留一交叉驗證是K折交叉驗證的特殊情況，即：將數(shù)據(jù)集劃分成N份，N為數(shù)據(jù)集總數(shù)。就是只留一個數(shù)據(jù)作為測試集，該特殊情況稱為“留一交叉驗證”。

代碼實現(xiàn)

'''留一交叉驗證'''
import numpy as np
# K折交叉驗證
data = [[12, 1896], [11, 1900], [11, 1904], [10.8, 1908], [10.8, 1912], [10.8, 1920], [10.6, 1924], [10.8, 1928],
  [10.3, 1932], [10.3, 1936], [10.3, 1948], [10.4, 1952], [10.5, 1956], [10.2, 1960], [10.0, 1964], [9.95, 1968],
  [10.14, 1972], [10.06, 1976], [10.25, 1980], [9.99, 1984], [9.92, 1988], [9.96, 1992], [9.84, 1996],
  [9.87, 2000], [9.85, 2004], [9.69, 2008]]
length = len(data)
# 得到訓練集和測試集
def Get_test_train(length, data, i):
 test_data = data[i]  # 測試集
 train_data = data[:]
 train_data.pop(i)  # 訓練集
 return train_data, test_data
# 得到線性回歸直線
def Get_line(train_data):
 time = []
 year = []
 average_year_time = 0
 average_year_year = 0
 for i in train_data:
  time.append(i[0])
  year.append(i[1])
 time = np.array(time)
 year = np.array(year)
 average_year = sum(year) / length  # year拔
 average_time = sum(time) / length  # time拔
 for i in train_data:
  average_year_time = average_year_time + i[0] * i[1]
  average_year_year = average_year_year + i[1] ** 2
 average_year_time = average_year_time / length  # (year, time)拔
 average_year_year = average_year_year / length  # (year, year)拔
 # 線性回歸：t = w0 + w1 * x
 w1 = (average_year_time - average_year * average_time) / (average_year_year - average_year * average_year)
 w0 = average_time - w1 * average_year
 return w0, w1
# 得到損失函數(shù)
def Get_loss_func(w0, w1, test_data):
 time_real = test_data[0]
 time_predict = eval('{} + {} * {}'.format(w0, w1, test_data[1]))
 loss = (time_predict - time_real) ** 2
 dic['t = {} + {}x'.format(w0, w1)] = loss
 return dic
if __name__ == '__main__':
 dic = {}  # 存放建為回歸直線，值為損失函數(shù)的字典
 for i in range(length):
  train_data, test_data = Get_test_train(length, data, i)
  w0, w1 = Get_line(train_data)
  Get_loss_func(w0, w1, test_data)
  dic = Get_loss_func(w0, w1, test_data)
 min_loss = min(dic.values())
 best_line = [k for k, v in dic.items() if v == min_loss][0]
 print('最佳回歸直線：', best_line)
 print('最小損失函數(shù)：', min_loss)

留一法交叉驗證 Leave-One-Out Cross Validation

交叉驗證法，就是把一個大的數(shù)據(jù)集分為 k 個小數(shù)據(jù)集，其中 k−1 個作為訓練集，剩下的 1 11 個作為測試集，在訓練和測試的時候依次選擇訓練集和它對應的測試集。這種方法也被叫做 k 折交叉驗證法（k-fold cross validation）。最終的結(jié)果是這 k 次驗證的均值。

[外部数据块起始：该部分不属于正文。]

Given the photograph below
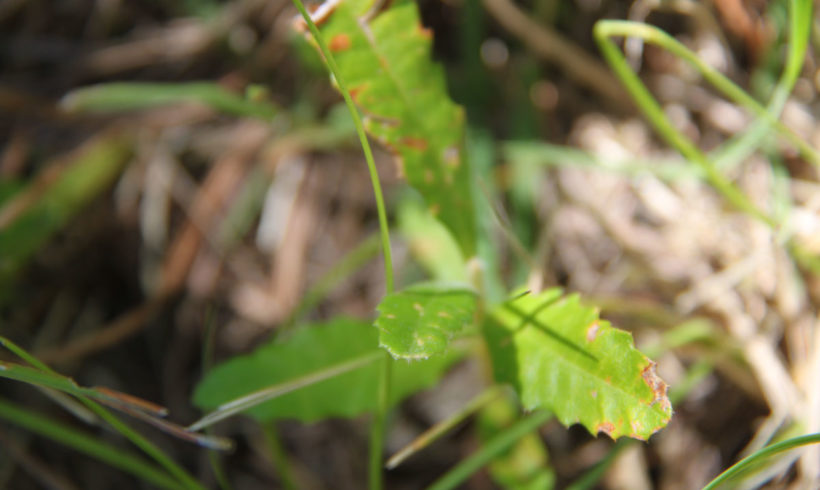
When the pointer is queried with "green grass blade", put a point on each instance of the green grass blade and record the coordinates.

此外，還有一種交叉驗證方法就是留一法（Leave-One-Out，簡稱LOO），顧名思義，就是使 k kk 等于數(shù)據(jù)集中數(shù)據(jù)的個數(shù)，每次只使用一個作為測試集，剩下的全部作為訓練集，這種方法得出的結(jié)果與訓練整個測試集的期望值最為接近，但是成本過于龐大。

我們用SKlearn庫來實現(xiàn)一下LOO

from sklearn.model_selection import LeaveOneOut
# 一維示例數(shù)據(jù)
data_dim1 = [1, 2, 3, 4, 5]
# 二維示例數(shù)據(jù)
data_dim2 = [[1, 1, 1, 1],
 [2, 2, 2, 2],
 [3, 3, 3, 3],
 [4, 4, 4, 4],
 [5, 5, 5, 5]]
loo = LeaveOneOut() # 實例化LOO對象
# 取LOO訓練、測試集數(shù)據(jù)索引
for train_idx, test_idx in loo.split(data_dim1):
 # train_idx 是指訓練數(shù)據(jù)在總數(shù)據(jù)集上的索引位置
 # test_idx 是指測試數(shù)據(jù)在總數(shù)據(jù)集上的索引位置
 print("train_index: %s, test_index %s" % (train_idx, test_idx))
# 取LOO訓練、測試集數(shù)據(jù)值
for train_idx, test_idx in loo.split(data_dim1):
 # train_idx 是指訓練數(shù)據(jù)在總數(shù)據(jù)集上的索引位置
 # test_idx 是指測試數(shù)據(jù)在總數(shù)據(jù)集上的索引位置
 train_data = [data_dim1[i] for i in train_idx]
 test_data = [data_dim1[i] for i in test_idx]
 print("train_data: %s, test_data %s" % (train_data, test_data))

data_dim1的輸出：

train_index: [1 2 3 4], test_index [0]
train_index: [0 2 3 4], test_index [1]
train_index: [0 1 3 4], test_index [2]
train_index: [0 1 2 4], test_index [3]
train_index: [0 1 2 3], test_index [4]

train_data: [2, 3, 4, 5], test_data [1]
train_data: [1, 3, 4, 5], test_data [2]
train_data: [1, 2, 4, 5], test_data [3]
train_data: [1, 2, 3, 5], test_data [4]
train_data: [1, 2, 3, 4], test_data [5]

data_dim2的輸出：

train_index: [1 2 3 4], test_index [0]
train_index: [0 2 3 4], test_index [1]
train_index: [0 1 3 4], test_index [2]
train_index: [0 1 2 4], test_index [3]
train_index: [0 1 2 3], test_index [4]

train_data: [[2, 2, 2, 2], [3, 3, 3, 3], [4, 4, 4, 4], [5, 5, 5, 5]], test_data [[1, 1, 1, 1]]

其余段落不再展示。